All data is sourced from over $3B in Facebook ad spend, collected across thousands of ad accounts that use Superads daily to analyze and improve their campaigns. Every data point is fully anonymized and aggregated—no individual advertiser is ever exposed.

This dataset updates frequently as new ad data flows in. It will only get bigger and better.

What's a healthy cost per purchase for ecommerce brands?

It depends on your product price and margins. Most brands aim for $10 to $50. For higher-ticket products, a higher CPA may be acceptable as long as you're maintaining a strong return on ad spend.

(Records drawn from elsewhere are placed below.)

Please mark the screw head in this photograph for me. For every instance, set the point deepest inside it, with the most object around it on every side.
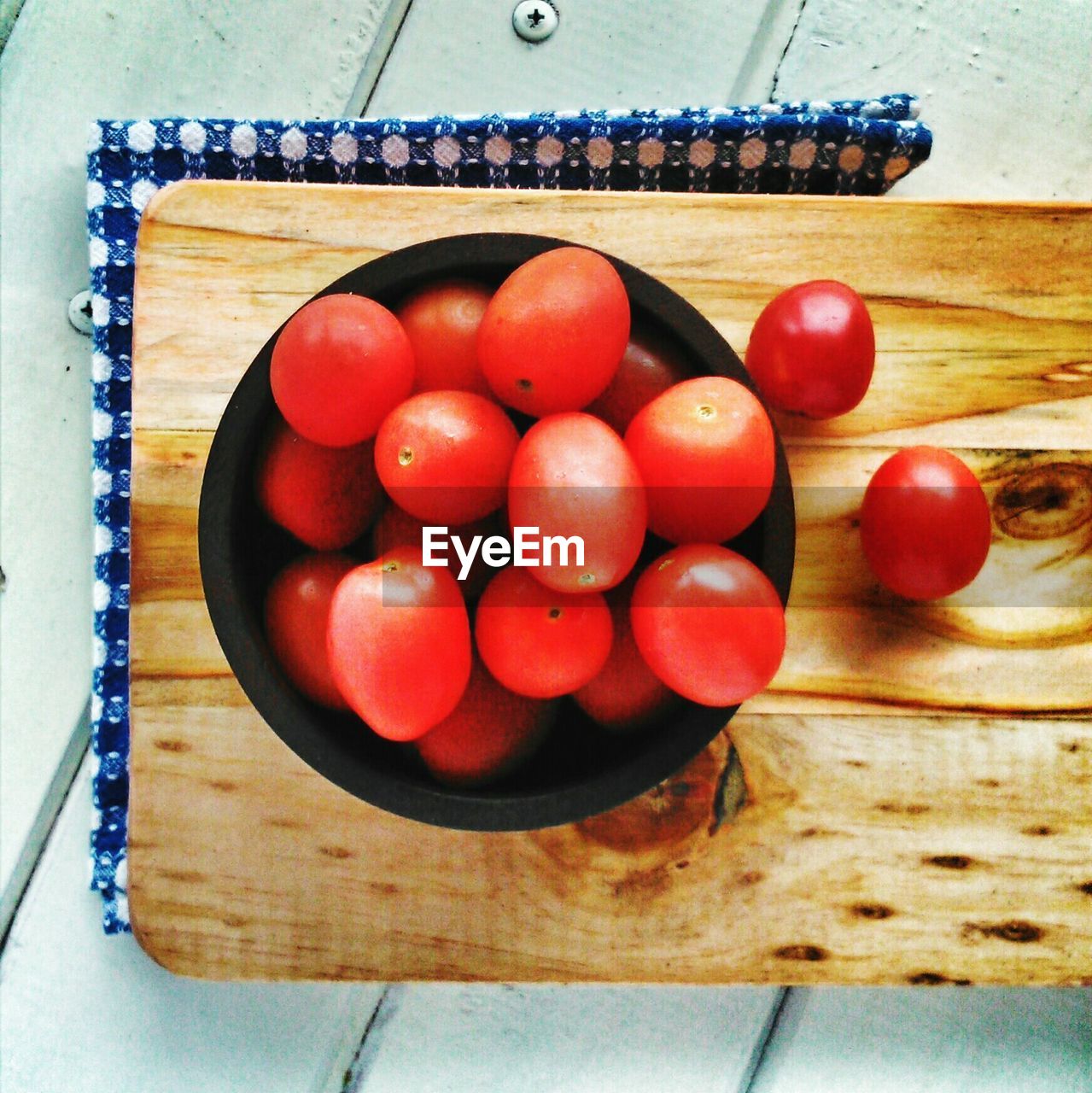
(534, 20)
(79, 312)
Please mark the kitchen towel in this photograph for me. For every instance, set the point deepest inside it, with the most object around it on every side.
(859, 147)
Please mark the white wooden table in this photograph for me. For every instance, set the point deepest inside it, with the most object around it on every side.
(1003, 86)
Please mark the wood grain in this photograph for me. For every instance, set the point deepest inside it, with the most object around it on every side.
(946, 840)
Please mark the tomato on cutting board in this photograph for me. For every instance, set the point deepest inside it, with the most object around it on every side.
(339, 366)
(554, 331)
(488, 734)
(705, 451)
(925, 523)
(812, 350)
(324, 496)
(297, 612)
(709, 623)
(399, 644)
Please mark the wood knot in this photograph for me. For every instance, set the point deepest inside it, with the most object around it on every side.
(336, 851)
(636, 851)
(802, 952)
(935, 979)
(665, 816)
(1044, 502)
(1017, 932)
(873, 910)
(949, 862)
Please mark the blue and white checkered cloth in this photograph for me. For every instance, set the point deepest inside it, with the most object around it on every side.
(850, 148)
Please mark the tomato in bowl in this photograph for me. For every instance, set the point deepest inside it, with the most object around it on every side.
(578, 769)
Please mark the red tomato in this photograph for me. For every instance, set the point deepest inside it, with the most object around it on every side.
(646, 370)
(441, 323)
(488, 734)
(297, 610)
(340, 365)
(397, 528)
(812, 350)
(573, 476)
(537, 642)
(554, 332)
(399, 644)
(709, 623)
(444, 456)
(627, 694)
(705, 449)
(324, 496)
(925, 523)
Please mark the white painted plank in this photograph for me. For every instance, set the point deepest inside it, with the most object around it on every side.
(81, 1012)
(453, 57)
(581, 1039)
(1003, 85)
(931, 1039)
(67, 62)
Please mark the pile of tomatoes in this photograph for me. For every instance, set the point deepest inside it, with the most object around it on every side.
(531, 406)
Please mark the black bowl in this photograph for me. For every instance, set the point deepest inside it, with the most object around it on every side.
(581, 769)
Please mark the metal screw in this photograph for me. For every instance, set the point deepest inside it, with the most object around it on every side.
(79, 312)
(534, 20)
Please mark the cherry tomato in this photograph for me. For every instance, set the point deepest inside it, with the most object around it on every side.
(399, 644)
(441, 323)
(709, 623)
(812, 350)
(646, 370)
(925, 523)
(297, 610)
(444, 456)
(538, 642)
(554, 332)
(627, 694)
(488, 734)
(705, 451)
(397, 528)
(340, 365)
(324, 496)
(573, 476)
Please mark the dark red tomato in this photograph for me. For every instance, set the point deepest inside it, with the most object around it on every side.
(399, 644)
(554, 332)
(573, 476)
(397, 528)
(709, 623)
(646, 370)
(297, 611)
(340, 365)
(627, 694)
(490, 734)
(705, 451)
(444, 456)
(441, 321)
(324, 496)
(537, 642)
(925, 523)
(812, 350)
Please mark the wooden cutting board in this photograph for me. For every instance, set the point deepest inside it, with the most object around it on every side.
(912, 799)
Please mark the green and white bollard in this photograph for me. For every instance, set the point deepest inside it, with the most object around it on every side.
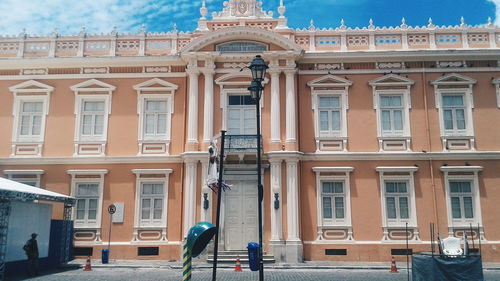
(186, 266)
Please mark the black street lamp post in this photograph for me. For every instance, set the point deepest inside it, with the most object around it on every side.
(258, 68)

How does product price impact CPA benchmarks?

Higher-priced products typically have a higher CPA because people take longer to convert. That's not necessarily a problem if your margin can support it. You should measure CPA in context with AOV and LTV.

Why are my purchase costs going up despite stable ROAS?

Your AOV may be increasing, which helps maintain ROAS even if CPA rises. You could also be facing higher CPMs, lower conversion rates, or creative fatigue.

Should I use manual bidding to control CPA more effectively?

Manual bidding can help if you're struggling to stay within target CPA. It's best used by experienced advertisers who can monitor performance and adjust regularly. It gives more control, but also requires more effort.

How do I scale spend without letting CPA skyrocket?

Increase budget gradually, rotate creative often, and avoid overlapping audiences. Scaling too quickly can lead to audience saturation and rising CPAs.